How is the 'is' keyword implemented in Python?

... the is keyword that can be used for equality in strings.

>>> s = 'str'
>>> s is 'str'
True
>>> s is 'st'
False

I tried both __is__() and __eq__() but they didn't work.

>>> class MyString:
...   def __init__(self):
...     self.s = 'string'
...   def __is__(self, s):
...     return self.s == s
...
>>>
>>>
>>> m = MyString()
>>> m is 'ss'
False
>>> m is 'string' # <--- Expected to work
False
>>>
>>> class MyString:
...   def __init__(self):
...     self.s = 'string'
...   def __eq__(self, s):
...     return self.s == s
...
>>>
>>> m = MyString()
>>> m is 'ss'
False
>>> m is 'string' # <--- Expected to work, but again failed
False
>>>

Solution 1:

Testing strings with is only works when the strings are interned. Unless you really know what you're doing and explicitly interned the strings you should never use is on strings.

is tests for identity, not equality. That means Python simply compares the memory address a object resides in. is basically answers the question "Do I have two names for the same object?" - overloading that would make no sense.

For example, ("a" * 100) is ("a" * 100) is False.

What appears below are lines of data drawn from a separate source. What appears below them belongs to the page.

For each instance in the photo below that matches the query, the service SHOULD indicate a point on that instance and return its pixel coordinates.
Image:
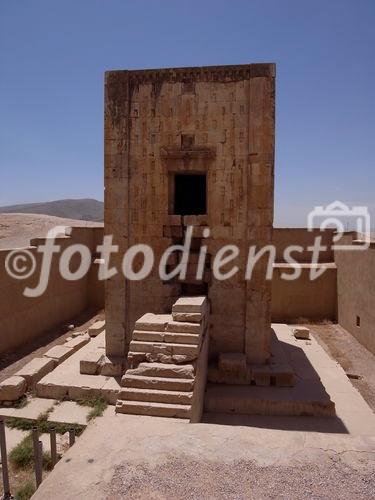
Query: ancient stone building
(191, 146)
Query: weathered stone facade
(212, 122)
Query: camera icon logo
(339, 216)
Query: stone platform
(321, 387)
(66, 381)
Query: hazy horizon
(53, 60)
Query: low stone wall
(303, 298)
(23, 318)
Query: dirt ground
(356, 360)
(242, 479)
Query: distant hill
(83, 209)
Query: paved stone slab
(69, 412)
(36, 369)
(67, 381)
(59, 353)
(96, 328)
(34, 408)
(301, 332)
(190, 305)
(12, 388)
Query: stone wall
(215, 121)
(24, 319)
(296, 300)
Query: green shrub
(25, 492)
(22, 456)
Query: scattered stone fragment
(96, 328)
(301, 332)
(59, 353)
(35, 370)
(77, 342)
(190, 305)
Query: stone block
(187, 317)
(96, 328)
(35, 370)
(148, 336)
(111, 367)
(154, 409)
(59, 353)
(12, 388)
(261, 375)
(163, 370)
(301, 332)
(89, 365)
(153, 322)
(167, 384)
(182, 338)
(232, 362)
(77, 342)
(190, 305)
(164, 348)
(156, 396)
(184, 327)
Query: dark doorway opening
(190, 194)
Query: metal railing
(38, 456)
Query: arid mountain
(16, 230)
(82, 209)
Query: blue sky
(53, 55)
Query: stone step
(169, 337)
(164, 370)
(167, 384)
(153, 322)
(184, 327)
(190, 305)
(153, 409)
(155, 396)
(164, 347)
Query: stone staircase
(168, 363)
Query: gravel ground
(355, 359)
(184, 479)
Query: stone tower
(191, 146)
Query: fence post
(38, 456)
(72, 437)
(4, 461)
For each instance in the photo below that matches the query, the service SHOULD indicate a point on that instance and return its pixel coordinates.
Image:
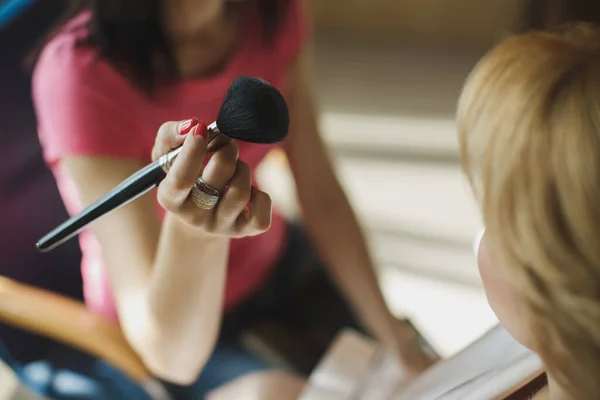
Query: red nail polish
(201, 131)
(187, 125)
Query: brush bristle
(254, 111)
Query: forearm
(183, 301)
(339, 239)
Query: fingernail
(187, 125)
(200, 130)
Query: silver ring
(205, 196)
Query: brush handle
(130, 189)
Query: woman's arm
(331, 222)
(168, 282)
(185, 283)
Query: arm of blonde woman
(327, 214)
(168, 280)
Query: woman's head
(137, 34)
(529, 130)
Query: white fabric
(354, 369)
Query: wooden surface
(456, 22)
(69, 322)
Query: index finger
(188, 164)
(171, 135)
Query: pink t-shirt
(85, 106)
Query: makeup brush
(253, 111)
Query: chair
(68, 321)
(29, 201)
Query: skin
(168, 280)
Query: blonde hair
(529, 131)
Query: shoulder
(65, 68)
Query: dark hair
(129, 34)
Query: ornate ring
(205, 196)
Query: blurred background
(388, 74)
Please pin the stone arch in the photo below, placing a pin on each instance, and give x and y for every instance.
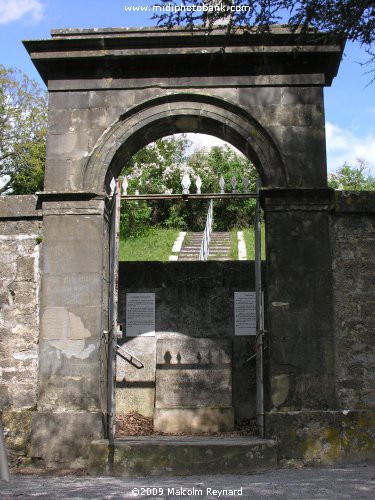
(178, 113)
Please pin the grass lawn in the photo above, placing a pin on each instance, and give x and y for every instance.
(155, 245)
(250, 243)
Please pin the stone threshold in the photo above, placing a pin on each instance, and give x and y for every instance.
(137, 456)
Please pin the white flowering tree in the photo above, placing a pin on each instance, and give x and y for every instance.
(160, 167)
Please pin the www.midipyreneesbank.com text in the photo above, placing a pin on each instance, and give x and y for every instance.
(187, 8)
(187, 492)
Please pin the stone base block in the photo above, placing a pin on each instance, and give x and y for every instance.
(181, 456)
(193, 420)
(323, 437)
(62, 439)
(140, 400)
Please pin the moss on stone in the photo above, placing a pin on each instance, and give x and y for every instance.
(17, 428)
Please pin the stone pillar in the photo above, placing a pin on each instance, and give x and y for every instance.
(299, 299)
(73, 313)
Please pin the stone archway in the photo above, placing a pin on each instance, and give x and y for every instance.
(177, 113)
(113, 91)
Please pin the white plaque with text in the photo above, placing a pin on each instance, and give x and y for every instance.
(244, 313)
(140, 314)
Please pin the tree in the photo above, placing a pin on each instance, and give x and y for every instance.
(353, 19)
(23, 129)
(352, 178)
(159, 167)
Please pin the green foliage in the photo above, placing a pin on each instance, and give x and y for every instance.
(135, 219)
(352, 178)
(23, 129)
(156, 245)
(334, 19)
(159, 168)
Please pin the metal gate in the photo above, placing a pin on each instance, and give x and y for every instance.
(113, 332)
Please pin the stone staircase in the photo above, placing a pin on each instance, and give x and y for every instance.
(220, 246)
(191, 246)
(181, 456)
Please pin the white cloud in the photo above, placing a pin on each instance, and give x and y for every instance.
(13, 10)
(343, 145)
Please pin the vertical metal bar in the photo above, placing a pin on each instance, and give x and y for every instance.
(206, 239)
(113, 301)
(4, 470)
(259, 320)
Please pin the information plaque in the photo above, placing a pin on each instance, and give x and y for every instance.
(244, 313)
(140, 314)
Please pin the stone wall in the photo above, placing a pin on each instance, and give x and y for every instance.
(20, 246)
(353, 245)
(20, 243)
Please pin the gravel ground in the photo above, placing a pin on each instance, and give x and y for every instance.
(302, 484)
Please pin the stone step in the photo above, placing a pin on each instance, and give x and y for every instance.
(181, 456)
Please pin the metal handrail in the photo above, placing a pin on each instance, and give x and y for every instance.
(205, 245)
(131, 356)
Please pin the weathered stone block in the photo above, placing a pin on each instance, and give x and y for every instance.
(193, 373)
(181, 456)
(17, 430)
(193, 420)
(62, 439)
(135, 399)
(323, 437)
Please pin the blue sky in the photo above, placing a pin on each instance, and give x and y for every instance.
(350, 102)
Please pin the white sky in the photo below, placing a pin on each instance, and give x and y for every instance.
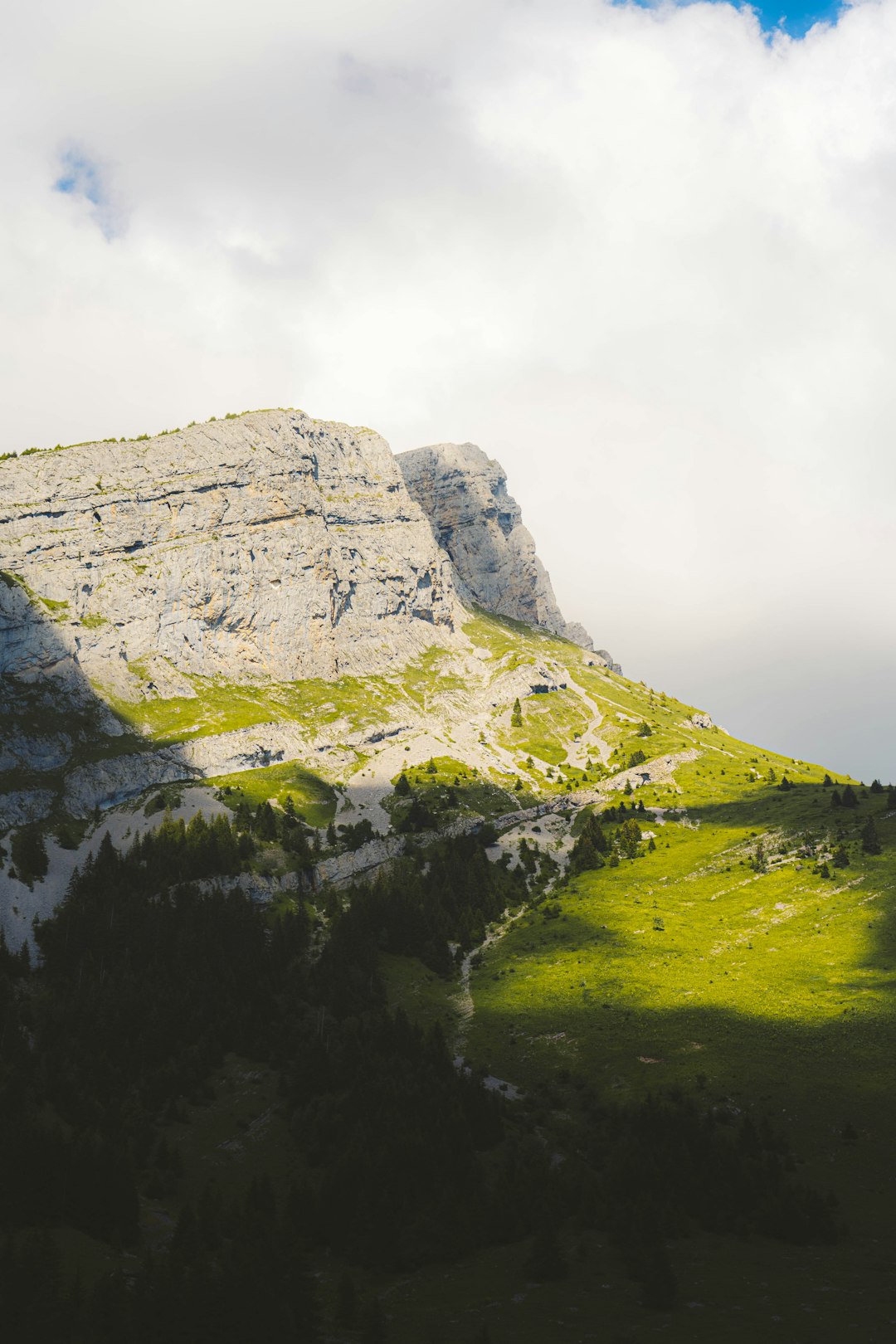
(645, 258)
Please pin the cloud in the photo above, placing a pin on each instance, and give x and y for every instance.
(82, 178)
(642, 256)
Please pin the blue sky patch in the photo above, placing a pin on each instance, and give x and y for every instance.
(80, 177)
(791, 17)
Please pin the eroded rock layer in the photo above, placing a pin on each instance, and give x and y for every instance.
(479, 523)
(269, 546)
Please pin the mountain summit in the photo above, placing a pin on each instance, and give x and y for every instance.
(268, 546)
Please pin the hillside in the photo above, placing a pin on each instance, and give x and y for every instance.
(661, 960)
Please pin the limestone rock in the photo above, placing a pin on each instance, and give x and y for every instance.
(479, 524)
(265, 548)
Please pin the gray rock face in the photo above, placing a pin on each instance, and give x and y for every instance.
(465, 498)
(270, 548)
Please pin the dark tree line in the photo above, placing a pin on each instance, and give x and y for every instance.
(151, 973)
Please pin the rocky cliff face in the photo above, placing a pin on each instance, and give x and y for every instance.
(270, 546)
(479, 524)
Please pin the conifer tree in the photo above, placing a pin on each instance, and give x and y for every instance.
(871, 840)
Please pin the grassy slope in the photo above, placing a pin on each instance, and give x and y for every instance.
(772, 990)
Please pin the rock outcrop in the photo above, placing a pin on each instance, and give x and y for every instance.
(464, 494)
(264, 548)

Usually Python writes each string into a different memory location, interning mostly happens for string literals.

Solution 2:

The is operator is equivalent to comparing id(x) values. For example:

>>> s1 = 'str'
>>> s2 = 'str'
>>> s1 is s2
True
>>> id(s1)
4564468760
>>> id(s2)
4564468760
>>> id(s1) == id(s2)  # equivalent to `s1 is s2`
True

id is currently implemented to use pointers as the comparison. So you can't overload is itself, and AFAIK you can't overload id either.

So, you can't. Unusual in python, but there it is.

Solution 3:

The Python is keyword tests object identity. You should NOT use it to test for string equality. It may seem to work frequently because Python implementations, like those of many very high level languages, performs "interning" of strings. That is to say that string literals and values are internally kept in a hashed list and those which are identical are rendered as references to the same object. (This is possible because Python strings are immutable).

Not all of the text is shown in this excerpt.